Bu, Suriye’de yaşanan kayıpların neredeyse %30’u.
Evet, bunları ana akım medyadan duymazsınız. Olayların
başından beri bu tip öldürme vakaları yaşanıyor. Tunus, Mısır, Yemen ya da
Bahreyn gibi ülkelerde yaşanan halk ayaklanmalarının bu ülkede alan bulması çok
zor. Yüz binlerce insanı sokaklara dökemezsiniz burada. Bunun nedeni Esad
rejiminin diğerlerine nazaran daha otoriter olması değil. Suriye ile ilgili
dezenformasyon görüşümce Libya’dakinden daha büyük.
Reform önerileri meselesine ilişkin bir dizi gelişme
yaşanıyor.
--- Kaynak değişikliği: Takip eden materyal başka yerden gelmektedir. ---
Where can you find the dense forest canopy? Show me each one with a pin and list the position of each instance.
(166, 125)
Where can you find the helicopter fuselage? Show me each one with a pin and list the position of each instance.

Bu arada hayli kapsamlı reformlar yapılıyor. Tek mesele, Müslüman
Kardeşler ile ilgili olarak bir tür inatçı tavır geliştirmiş olmaları. Türkiye
ile görüşmelerin tıkanması da başka bir mesele. Türkiye geçiş dönemi için
kurulmuş şemsiye örgütün %50 ilâ 60’ının Müslüman Kardeşler’e tahsis edilmesini
istedi. Suriye rejimi de anayasal olarak dinî bir partiye mecliste yere
veremeyeceklerini söyledi. Böylelikle reformlar, rejimin değiştirilmesi hedeflendiğinden,
reddedildi.
Beşar Esad bu süreçten sağ salim çıkabilecek mi sizce?
Şu ân itibarıyla görünen o ki ilk krizi atlattı, Humus ve birkaç nokta dışında
ülkeyi kontrol altına aldı. Sizce bu özel aşama geçici mi?
Rejimin kontrolü şüphe götürmez bir gerçeklik artık.
Rejim, muhaliflerin biraraya gelip Bingazi gibi bir sığınak kurmasına mani
olabildi. Suriye’ye devlet karşıtı unsurların eliyle giren silâhların kalitesi
olağanüstü. Devlet bunları “silâhlı çeteler” olarak nitelendiriyor. Hayli
gelişkin silâhlar giriyor ülkeye. Bunlar Lübnan üzerinden İsrail’den ve
Türkiye’den geliyor. Parasını Suudi Arabistan ve benzeri ülkeler ödüyor. Bu
nedenle rejimin muhaliflerin ordunun giremeyeceği bir alan teşkil etmelerine mani
olması önemli bir başarı. Bugüne kadar ellerinden gelen bu. Sözkonusu hamlenin
ömrünün ne kadar süreceğini ise bilmiyoruz.